For the most part, full human genome sequencing is primarily used for research purposes and is not widely adopted for clinical or commercial uses. But as our ability to interpret the genome improves, there is a risk that whole genome sequences collected from individuals today could be exposed and subject to discrimination. Although there is some legislation on genetic nondiscrimination (the Genetic Information Nondiscrimination Act of 2008, or GINA)[2], how courts handle an exposure of such sensitive data will be a critical question going forward.
Figure 6. Sequencing can be applied at varying levels of the genome, either the whole genome, the exome, or only targeted regions. Determining the scope of a sequencing project is a balance between time, money, and data. Whole-genome sequencing can provide an abundance of data, but very little of it is yet interpretable. On the other hand, while targeted sequencing is fast and can provide actionable information, it won’t detect important variation outside the targeted regions.
Whole-Exome Sequencing
To avoid the high costs and immense data of whole-genome sequencing but still detect informative genetic variants, scientists commonly use an alternative method called whole exome sequencing (WES). This method sequences just the exome—the 2% of the genome that codes for proteins (Fig. 6). WES is typically much faster and more cost effective than whole-genome sequencing (~$200-$300 vs. $500). Because the exome is smaller, has a clear functional impact, and has been more extensively studied, it is easier to predict the effects of DNA variants in the exome.
For these reasons, WES is now an increasingly common tool in medical genetics, especially when attempting to diagnose a genetic disease caused by a mutation that is rare in the general population. The greater cost-effectiveness of WES has also made it more common among direct-to-consumer (DTC) personal genomic companies. DTC services may provide exome sequencing to customers along with interpretation of their genetic data and insights about ancestry, health, and personal attributes.
The courts are likely to see an increasing number of cases involving whole-exome sequencing as used in medical genetic testing. This also means they will face questions about the accuracy of detecting genetic variants and the interpretation of how these variants impact an individual’s health (see Algorithms Based on Genetic Data section).
Targeted or Gene Panel Sequencing
While the exome offers a narrower target than the whole genome, it may still be too broad and will also exclude information from noncoding regions of the genome. Targeted sequencing relies on predetermining specific genes or DNA regions to sequence, often as part of a gene panel (Fig. 6).
Targeted sequencing is useful when a single gene or set of DNA regions can be highly informative. For example, in cancer diagnosis and treatment, gene panels can be used to distinguish subtypes of a specific cancer (e.g., HER2+ vs. HER2- breast cancers).
Targeted sequencing can also be used as a surveillance tool. As shown in United States v. Casey, sequencing certain genes—like MT-CYB in the mitochondrial genome—can provide accurate species-level identification of a tissue sample that is otherwise unidentifiable, such as a filet of fish or canned crabmeat.[3]

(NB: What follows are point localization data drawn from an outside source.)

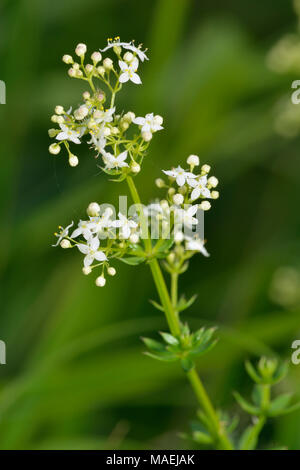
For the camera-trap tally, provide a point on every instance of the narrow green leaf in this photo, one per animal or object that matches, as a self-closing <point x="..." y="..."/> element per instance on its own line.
<point x="183" y="304"/>
<point x="156" y="305"/>
<point x="252" y="372"/>
<point x="280" y="403"/>
<point x="132" y="261"/>
<point x="202" y="437"/>
<point x="245" y="405"/>
<point x="187" y="364"/>
<point x="153" y="345"/>
<point x="163" y="356"/>
<point x="249" y="439"/>
<point x="170" y="339"/>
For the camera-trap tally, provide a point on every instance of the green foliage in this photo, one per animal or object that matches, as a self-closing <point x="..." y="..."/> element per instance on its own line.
<point x="184" y="348"/>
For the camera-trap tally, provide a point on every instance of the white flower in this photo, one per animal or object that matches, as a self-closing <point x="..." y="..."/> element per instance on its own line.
<point x="63" y="232"/>
<point x="149" y="123"/>
<point x="195" y="244"/>
<point x="129" y="72"/>
<point x="180" y="175"/>
<point x="125" y="225"/>
<point x="114" y="162"/>
<point x="186" y="216"/>
<point x="127" y="45"/>
<point x="200" y="188"/>
<point x="104" y="116"/>
<point x="93" y="209"/>
<point x="102" y="222"/>
<point x="84" y="228"/>
<point x="98" y="139"/>
<point x="68" y="134"/>
<point x="91" y="251"/>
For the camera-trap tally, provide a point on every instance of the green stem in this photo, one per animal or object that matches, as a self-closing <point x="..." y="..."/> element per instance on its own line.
<point x="174" y="325"/>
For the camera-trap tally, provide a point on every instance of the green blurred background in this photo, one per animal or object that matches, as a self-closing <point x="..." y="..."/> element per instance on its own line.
<point x="75" y="376"/>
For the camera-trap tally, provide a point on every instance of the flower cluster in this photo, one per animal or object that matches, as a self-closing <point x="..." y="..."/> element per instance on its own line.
<point x="96" y="121"/>
<point x="170" y="224"/>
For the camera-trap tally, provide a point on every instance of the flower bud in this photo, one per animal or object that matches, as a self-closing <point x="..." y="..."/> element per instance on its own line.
<point x="135" y="167"/>
<point x="193" y="160"/>
<point x="89" y="68"/>
<point x="213" y="181"/>
<point x="214" y="194"/>
<point x="160" y="183"/>
<point x="52" y="132"/>
<point x="171" y="258"/>
<point x="101" y="70"/>
<point x="67" y="59"/>
<point x="81" y="112"/>
<point x="60" y="120"/>
<point x="73" y="160"/>
<point x="65" y="244"/>
<point x="93" y="209"/>
<point x="54" y="149"/>
<point x="205" y="205"/>
<point x="147" y="136"/>
<point x="128" y="57"/>
<point x="111" y="271"/>
<point x="86" y="270"/>
<point x="86" y="95"/>
<point x="59" y="110"/>
<point x="100" y="281"/>
<point x="124" y="125"/>
<point x="72" y="72"/>
<point x="158" y="120"/>
<point x="108" y="63"/>
<point x="178" y="199"/>
<point x="134" y="238"/>
<point x="129" y="117"/>
<point x="96" y="57"/>
<point x="178" y="237"/>
<point x="205" y="169"/>
<point x="80" y="49"/>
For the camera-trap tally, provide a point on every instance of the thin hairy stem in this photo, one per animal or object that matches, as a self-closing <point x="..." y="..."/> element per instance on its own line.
<point x="219" y="432"/>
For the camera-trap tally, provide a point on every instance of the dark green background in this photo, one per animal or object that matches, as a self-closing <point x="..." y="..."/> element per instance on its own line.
<point x="75" y="374"/>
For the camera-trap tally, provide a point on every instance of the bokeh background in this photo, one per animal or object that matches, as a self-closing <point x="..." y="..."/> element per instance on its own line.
<point x="75" y="376"/>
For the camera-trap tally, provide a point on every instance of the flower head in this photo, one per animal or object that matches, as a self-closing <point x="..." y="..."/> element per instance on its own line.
<point x="68" y="134"/>
<point x="180" y="175"/>
<point x="126" y="45"/>
<point x="129" y="72"/>
<point x="91" y="252"/>
<point x="114" y="162"/>
<point x="63" y="232"/>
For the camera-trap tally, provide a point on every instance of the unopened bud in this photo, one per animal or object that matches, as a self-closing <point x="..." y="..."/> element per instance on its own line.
<point x="54" y="149"/>
<point x="67" y="59"/>
<point x="111" y="271"/>
<point x="108" y="63"/>
<point x="100" y="281"/>
<point x="205" y="205"/>
<point x="86" y="270"/>
<point x="80" y="49"/>
<point x="193" y="160"/>
<point x="178" y="199"/>
<point x="65" y="244"/>
<point x="147" y="136"/>
<point x="96" y="57"/>
<point x="73" y="160"/>
<point x="93" y="209"/>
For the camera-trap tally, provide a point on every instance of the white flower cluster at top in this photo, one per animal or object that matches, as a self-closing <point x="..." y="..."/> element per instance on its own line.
<point x="171" y="223"/>
<point x="97" y="121"/>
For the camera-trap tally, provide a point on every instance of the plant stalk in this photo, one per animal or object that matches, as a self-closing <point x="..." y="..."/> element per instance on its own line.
<point x="174" y="325"/>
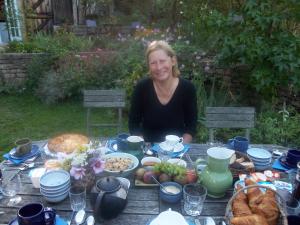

When courts review cases involving targeted sequencing, along with questions of accuracy of variant detection and interpretation, they are also likely to consider if the specific genes sequenced are appropriate for the stated goal. For example, do they aid in accurate, species-level identification, or do they offer relevant and reliable information about a specified disease?
[1] Kris A. Wetterstrand, DNA Sequencing Costs: Data from the NHGRI Genome Sequencing Program (GSP), Nat’l Hum. Genome Resch. Inst., https://www.genome.gov/about-genomics/fact-sheets/DNA-Sequencing-Costs-Data (last updated May 16, 2023).
[2] Genetic Information Nondiscrimination Act of 2008, Pub. L. No. 110-233, 122 Stat. 881.
[3] United States v. Casey, No. 4:18cr4 (E.D. Va. filed Jan. 12, 2018).